There is confusion on what is meant by a no deal Brexit. Threats have abounded—for example that the EU will prevent flights from landing, or that the Eurostar would stop running. None of these threats is plausible. Negotiations are proceeding to avert outcomes greatly damaging to both the UK and the EU. A realistic no deal scenario would involve the absence of a free-trade agreement, at least for a while, combined with side-deals to maintain smooth operation of flights plus the safety of vehicles, medicines and other goods and services. Customs borders would be set up and tariffs imposed.

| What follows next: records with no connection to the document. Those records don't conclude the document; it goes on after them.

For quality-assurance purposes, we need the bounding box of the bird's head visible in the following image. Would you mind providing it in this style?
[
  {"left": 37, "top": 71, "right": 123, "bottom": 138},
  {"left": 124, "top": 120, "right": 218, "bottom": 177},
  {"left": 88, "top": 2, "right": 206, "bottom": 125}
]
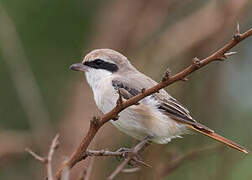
[{"left": 70, "top": 49, "right": 135, "bottom": 86}]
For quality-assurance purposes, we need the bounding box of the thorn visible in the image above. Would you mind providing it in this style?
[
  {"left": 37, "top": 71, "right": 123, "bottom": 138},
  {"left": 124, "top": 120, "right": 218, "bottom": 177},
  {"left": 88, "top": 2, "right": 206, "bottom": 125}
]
[
  {"left": 90, "top": 116, "right": 100, "bottom": 127},
  {"left": 116, "top": 89, "right": 123, "bottom": 107},
  {"left": 224, "top": 51, "right": 237, "bottom": 57},
  {"left": 217, "top": 51, "right": 237, "bottom": 61},
  {"left": 236, "top": 21, "right": 241, "bottom": 34},
  {"left": 181, "top": 77, "right": 189, "bottom": 81},
  {"left": 192, "top": 57, "right": 201, "bottom": 69},
  {"left": 162, "top": 68, "right": 171, "bottom": 82},
  {"left": 113, "top": 115, "right": 120, "bottom": 121},
  {"left": 233, "top": 22, "right": 241, "bottom": 41}
]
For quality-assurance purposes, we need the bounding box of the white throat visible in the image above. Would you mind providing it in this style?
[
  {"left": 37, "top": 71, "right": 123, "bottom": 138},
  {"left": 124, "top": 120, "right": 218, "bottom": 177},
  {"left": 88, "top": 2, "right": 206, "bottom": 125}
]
[{"left": 85, "top": 69, "right": 112, "bottom": 92}]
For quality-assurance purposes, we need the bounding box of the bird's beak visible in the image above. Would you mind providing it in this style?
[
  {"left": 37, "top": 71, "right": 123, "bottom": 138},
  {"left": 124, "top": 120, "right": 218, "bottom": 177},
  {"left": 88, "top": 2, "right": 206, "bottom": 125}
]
[{"left": 69, "top": 63, "right": 87, "bottom": 72}]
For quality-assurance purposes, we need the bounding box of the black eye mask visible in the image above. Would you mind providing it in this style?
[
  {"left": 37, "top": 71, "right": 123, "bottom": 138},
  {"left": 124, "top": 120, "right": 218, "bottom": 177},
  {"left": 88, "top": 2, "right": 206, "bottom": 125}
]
[{"left": 83, "top": 59, "right": 118, "bottom": 73}]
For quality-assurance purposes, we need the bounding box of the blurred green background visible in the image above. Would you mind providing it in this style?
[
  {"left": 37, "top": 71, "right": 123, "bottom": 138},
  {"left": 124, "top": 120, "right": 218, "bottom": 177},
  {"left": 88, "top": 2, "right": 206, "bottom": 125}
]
[{"left": 0, "top": 0, "right": 252, "bottom": 180}]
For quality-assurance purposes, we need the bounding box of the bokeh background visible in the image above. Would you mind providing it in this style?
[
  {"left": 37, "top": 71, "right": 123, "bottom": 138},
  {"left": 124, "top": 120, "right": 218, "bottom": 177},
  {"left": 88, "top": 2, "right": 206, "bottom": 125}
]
[{"left": 0, "top": 0, "right": 252, "bottom": 180}]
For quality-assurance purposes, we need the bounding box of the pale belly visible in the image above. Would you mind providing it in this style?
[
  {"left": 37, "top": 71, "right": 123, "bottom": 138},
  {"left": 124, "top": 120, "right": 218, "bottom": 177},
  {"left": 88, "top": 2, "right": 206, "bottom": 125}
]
[{"left": 96, "top": 87, "right": 187, "bottom": 144}]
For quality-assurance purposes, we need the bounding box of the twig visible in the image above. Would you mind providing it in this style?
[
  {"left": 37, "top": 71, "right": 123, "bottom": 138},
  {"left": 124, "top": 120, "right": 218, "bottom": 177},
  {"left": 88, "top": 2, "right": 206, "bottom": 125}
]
[
  {"left": 26, "top": 134, "right": 59, "bottom": 180},
  {"left": 108, "top": 138, "right": 149, "bottom": 180},
  {"left": 79, "top": 157, "right": 95, "bottom": 180},
  {"left": 56, "top": 25, "right": 252, "bottom": 179}
]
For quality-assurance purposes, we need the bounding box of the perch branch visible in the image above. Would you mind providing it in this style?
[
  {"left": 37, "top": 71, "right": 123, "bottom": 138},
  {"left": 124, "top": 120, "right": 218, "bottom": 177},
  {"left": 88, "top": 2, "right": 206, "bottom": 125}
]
[{"left": 56, "top": 28, "right": 252, "bottom": 179}]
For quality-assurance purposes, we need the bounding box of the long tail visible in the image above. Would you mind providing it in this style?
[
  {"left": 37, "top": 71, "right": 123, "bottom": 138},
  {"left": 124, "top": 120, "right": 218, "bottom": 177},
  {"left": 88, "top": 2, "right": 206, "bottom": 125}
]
[{"left": 187, "top": 123, "right": 248, "bottom": 153}]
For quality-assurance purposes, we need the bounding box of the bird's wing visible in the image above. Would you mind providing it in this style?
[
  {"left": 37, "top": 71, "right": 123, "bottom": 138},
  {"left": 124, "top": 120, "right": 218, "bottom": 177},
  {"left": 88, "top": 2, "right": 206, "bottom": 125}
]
[
  {"left": 112, "top": 77, "right": 201, "bottom": 127},
  {"left": 112, "top": 74, "right": 248, "bottom": 153}
]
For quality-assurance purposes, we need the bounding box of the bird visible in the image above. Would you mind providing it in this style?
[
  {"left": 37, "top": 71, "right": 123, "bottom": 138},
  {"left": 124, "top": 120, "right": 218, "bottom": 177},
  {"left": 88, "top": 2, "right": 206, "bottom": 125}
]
[{"left": 70, "top": 49, "right": 248, "bottom": 153}]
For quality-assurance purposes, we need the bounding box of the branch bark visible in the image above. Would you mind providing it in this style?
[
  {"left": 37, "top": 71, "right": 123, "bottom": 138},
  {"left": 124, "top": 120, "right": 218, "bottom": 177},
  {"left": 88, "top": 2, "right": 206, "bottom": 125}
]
[{"left": 56, "top": 26, "right": 252, "bottom": 180}]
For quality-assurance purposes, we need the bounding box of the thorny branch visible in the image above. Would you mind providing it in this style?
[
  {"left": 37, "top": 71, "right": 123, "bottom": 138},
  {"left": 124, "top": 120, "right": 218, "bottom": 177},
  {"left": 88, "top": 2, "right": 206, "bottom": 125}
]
[
  {"left": 26, "top": 134, "right": 59, "bottom": 180},
  {"left": 56, "top": 25, "right": 252, "bottom": 179}
]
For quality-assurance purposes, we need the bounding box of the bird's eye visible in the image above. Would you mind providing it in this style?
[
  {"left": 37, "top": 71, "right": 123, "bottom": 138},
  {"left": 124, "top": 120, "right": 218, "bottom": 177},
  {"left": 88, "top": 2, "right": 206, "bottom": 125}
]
[{"left": 94, "top": 59, "right": 104, "bottom": 65}]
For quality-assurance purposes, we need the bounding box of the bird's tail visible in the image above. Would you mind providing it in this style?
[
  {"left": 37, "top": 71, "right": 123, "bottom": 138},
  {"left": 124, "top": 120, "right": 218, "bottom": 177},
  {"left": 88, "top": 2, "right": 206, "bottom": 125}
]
[{"left": 187, "top": 123, "right": 248, "bottom": 153}]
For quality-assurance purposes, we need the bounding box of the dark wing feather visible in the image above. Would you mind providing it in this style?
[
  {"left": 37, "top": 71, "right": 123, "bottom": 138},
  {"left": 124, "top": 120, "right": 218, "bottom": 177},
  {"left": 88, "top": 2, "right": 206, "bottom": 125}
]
[{"left": 112, "top": 80, "right": 210, "bottom": 131}]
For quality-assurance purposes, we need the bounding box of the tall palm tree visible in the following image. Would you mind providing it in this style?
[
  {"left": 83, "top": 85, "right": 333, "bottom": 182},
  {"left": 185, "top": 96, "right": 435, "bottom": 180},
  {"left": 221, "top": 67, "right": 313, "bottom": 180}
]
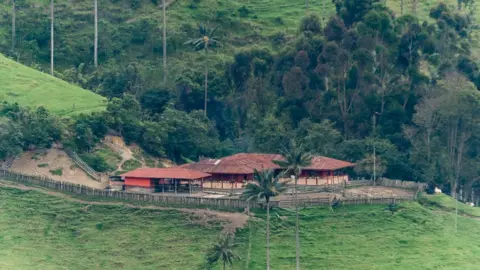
[
  {"left": 93, "top": 0, "right": 98, "bottom": 68},
  {"left": 241, "top": 170, "right": 288, "bottom": 270},
  {"left": 162, "top": 0, "right": 167, "bottom": 84},
  {"left": 273, "top": 140, "right": 312, "bottom": 270},
  {"left": 185, "top": 24, "right": 220, "bottom": 116},
  {"left": 50, "top": 0, "right": 54, "bottom": 76},
  {"left": 207, "top": 233, "right": 240, "bottom": 270},
  {"left": 12, "top": 0, "right": 17, "bottom": 53}
]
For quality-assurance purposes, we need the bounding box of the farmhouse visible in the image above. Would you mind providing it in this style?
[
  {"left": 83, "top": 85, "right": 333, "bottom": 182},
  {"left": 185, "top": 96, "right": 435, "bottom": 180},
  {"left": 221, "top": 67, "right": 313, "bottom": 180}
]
[
  {"left": 120, "top": 168, "right": 211, "bottom": 192},
  {"left": 180, "top": 153, "right": 354, "bottom": 189}
]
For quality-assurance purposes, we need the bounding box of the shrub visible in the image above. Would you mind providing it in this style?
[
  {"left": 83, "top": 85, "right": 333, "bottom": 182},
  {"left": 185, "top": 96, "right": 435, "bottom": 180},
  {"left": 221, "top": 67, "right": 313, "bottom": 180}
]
[
  {"left": 49, "top": 168, "right": 63, "bottom": 176},
  {"left": 300, "top": 14, "right": 322, "bottom": 34},
  {"left": 122, "top": 159, "right": 142, "bottom": 171},
  {"left": 238, "top": 6, "right": 252, "bottom": 18},
  {"left": 80, "top": 153, "right": 115, "bottom": 172}
]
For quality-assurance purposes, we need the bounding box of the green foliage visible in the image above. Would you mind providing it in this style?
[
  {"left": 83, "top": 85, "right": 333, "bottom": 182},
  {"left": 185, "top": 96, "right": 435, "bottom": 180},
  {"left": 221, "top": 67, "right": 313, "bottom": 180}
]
[
  {"left": 206, "top": 233, "right": 240, "bottom": 269},
  {"left": 0, "top": 187, "right": 221, "bottom": 269},
  {"left": 0, "top": 54, "right": 105, "bottom": 116},
  {"left": 0, "top": 103, "right": 63, "bottom": 158},
  {"left": 0, "top": 0, "right": 480, "bottom": 195},
  {"left": 241, "top": 170, "right": 288, "bottom": 203},
  {"left": 236, "top": 201, "right": 480, "bottom": 270},
  {"left": 80, "top": 153, "right": 116, "bottom": 172},
  {"left": 49, "top": 168, "right": 63, "bottom": 176},
  {"left": 122, "top": 159, "right": 142, "bottom": 172}
]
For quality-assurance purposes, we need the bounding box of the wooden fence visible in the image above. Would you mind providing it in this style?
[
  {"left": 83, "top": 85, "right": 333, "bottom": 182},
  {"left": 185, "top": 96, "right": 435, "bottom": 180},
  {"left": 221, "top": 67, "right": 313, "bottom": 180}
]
[
  {"left": 279, "top": 196, "right": 415, "bottom": 208},
  {"left": 378, "top": 178, "right": 427, "bottom": 191},
  {"left": 0, "top": 170, "right": 266, "bottom": 209},
  {"left": 0, "top": 170, "right": 414, "bottom": 209}
]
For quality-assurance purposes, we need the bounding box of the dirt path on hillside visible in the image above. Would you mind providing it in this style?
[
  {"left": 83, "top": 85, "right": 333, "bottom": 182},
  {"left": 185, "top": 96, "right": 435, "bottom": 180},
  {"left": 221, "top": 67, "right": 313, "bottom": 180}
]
[
  {"left": 10, "top": 148, "right": 108, "bottom": 189},
  {"left": 0, "top": 180, "right": 249, "bottom": 233}
]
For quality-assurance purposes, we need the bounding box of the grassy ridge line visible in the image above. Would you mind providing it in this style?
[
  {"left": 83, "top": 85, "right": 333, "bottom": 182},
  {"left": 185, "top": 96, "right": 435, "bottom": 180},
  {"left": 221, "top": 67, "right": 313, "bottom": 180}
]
[
  {"left": 0, "top": 54, "right": 106, "bottom": 116},
  {"left": 0, "top": 187, "right": 221, "bottom": 270}
]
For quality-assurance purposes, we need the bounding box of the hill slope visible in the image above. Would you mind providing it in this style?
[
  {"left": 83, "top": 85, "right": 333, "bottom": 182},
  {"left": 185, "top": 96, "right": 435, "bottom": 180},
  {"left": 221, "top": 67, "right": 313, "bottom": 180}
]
[
  {"left": 0, "top": 180, "right": 480, "bottom": 270},
  {"left": 0, "top": 54, "right": 105, "bottom": 116},
  {"left": 0, "top": 0, "right": 480, "bottom": 86},
  {"left": 237, "top": 195, "right": 480, "bottom": 270}
]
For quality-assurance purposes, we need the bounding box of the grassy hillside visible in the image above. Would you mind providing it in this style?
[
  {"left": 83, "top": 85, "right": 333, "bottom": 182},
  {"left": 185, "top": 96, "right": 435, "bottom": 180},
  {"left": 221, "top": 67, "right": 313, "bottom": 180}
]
[
  {"left": 0, "top": 181, "right": 480, "bottom": 270},
  {"left": 0, "top": 188, "right": 221, "bottom": 270},
  {"left": 0, "top": 54, "right": 105, "bottom": 116},
  {"left": 0, "top": 0, "right": 480, "bottom": 86},
  {"left": 239, "top": 196, "right": 480, "bottom": 270}
]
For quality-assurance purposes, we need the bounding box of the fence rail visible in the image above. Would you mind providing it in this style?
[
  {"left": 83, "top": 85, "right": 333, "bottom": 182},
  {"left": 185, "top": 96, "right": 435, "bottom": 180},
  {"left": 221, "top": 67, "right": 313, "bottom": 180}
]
[
  {"left": 279, "top": 196, "right": 415, "bottom": 208},
  {"left": 379, "top": 178, "right": 427, "bottom": 190},
  {"left": 0, "top": 170, "right": 415, "bottom": 209},
  {"left": 0, "top": 170, "right": 268, "bottom": 209},
  {"left": 65, "top": 150, "right": 101, "bottom": 182}
]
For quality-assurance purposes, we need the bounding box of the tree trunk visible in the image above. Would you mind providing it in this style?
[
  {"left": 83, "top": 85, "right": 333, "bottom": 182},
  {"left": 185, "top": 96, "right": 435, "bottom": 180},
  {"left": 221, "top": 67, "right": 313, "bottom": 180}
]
[
  {"left": 204, "top": 65, "right": 208, "bottom": 116},
  {"left": 93, "top": 0, "right": 98, "bottom": 68},
  {"left": 266, "top": 198, "right": 270, "bottom": 270},
  {"left": 245, "top": 221, "right": 252, "bottom": 269},
  {"left": 162, "top": 0, "right": 167, "bottom": 84},
  {"left": 50, "top": 0, "right": 54, "bottom": 76},
  {"left": 295, "top": 175, "right": 300, "bottom": 270},
  {"left": 12, "top": 0, "right": 17, "bottom": 53}
]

It is difficult to know how the UK economy would fare in such a “no-deal-lite” scenario because official forecasts are so unreliable. Forecasts in the UK come largely from the Treasury. The Office for Budget Responsibility and the Institute for Fiscal Studies do not generate their own estimates for Brexit. For this week’s Budget the OBR assumed a trade deal with mild impacts on trade and said nothing about a no deal.

The very negative Treasury forecasts should be completely ignored. Officials serving Ministers with known positions on Brexit are in no position to be objective. At least one former Cabinet Secretary would not have allowed the Treasury to publish estimates of the impact of Brexit for this reason.

The Treasury’s two-year forecasts published in 2016 have been hugely and embarrassingly wrong. They included a prediction that unemployment would rise by half a million when it has fallen by a quarter of a million. An error of three-quarters of a million over just two years is stupendous when total unemployment is currently 1.3m. Predictions of soaring interest rates and collapsing share prices have also proved false.

Some claim that a failure in short-term forecasting does not necessarily mean that the Treasury’s long-term (12-year) predictions will be wrong. However, we do know that these include assumptions that hugely exaggerated the estimated negative impact of no deal. Strikingly, a report obtained under the Freedom of Information Act shows that the Treasury must have known that the approach it took in 2016 was flawed. But it has subsequently refused to discuss this.

The Treasury has since dropped its discredited “gravity” model. We know little about the replacement model because the prime minister has refused a request from 60 MPs to supply details. We do know however that Canadian academics using what we think is the same model estimate a negative impact only one third that of the Treasury for no deal.

Some other studies of the long-term effect of a no deal Brexit also make large negative predictions, but these results are based on assumptions about Brexit’s impacts on immigration, trade frictions and productivity that are extreme or based on weak evidence. Unpublished forecasts done at the Cambridge Centre for Business Research show only a small no deal loss for overall GDP by 2030. But per capita GDP, the indicator of living standards, is higher than in a no-Brexit scenario by 2030 due to lower immigration, after dipping slightly in the 2020s. Unemployment is projected to be lower with Brexit.

These predictions are not based on unrealistically optimistic assumptions. They assume an immediate loss of 10 per cent of exports to the EU in 2020 and only a gradual recovery as free trade deals are signed. This export decline is much lower than the Treasury’s prediction, but other reputable estimates suggest a much lower fall still, of only 2-3 per cent. With the UK likely to face an average tariff on exports to the EU of only 3-4 per cent in a no deal world and UK regulations already aligned with those of the EU, there is little reason to expect the huge declines in exports predicted by the Treasury. There will be frictions such as costs of customs administration and some border delays but realistic estimates show them to be small. Even just-in-time manufacturers should be able to adjust—many already source outside the EU.

Importantly, realistic modelling must incorporate a weaker currency and assume sensible policy responses, including increased government spending and lower interest rates. The government would have other options, too: VAT and/or import tariffs could be cut to dampen price rises resulting from a weaker pound. Business taxation could be reduced to offset increased trade frictions and attract FDI. In brief, there may be some short-term disruption due to a no deal, but we see no reason to expect long-term damage to British living standards.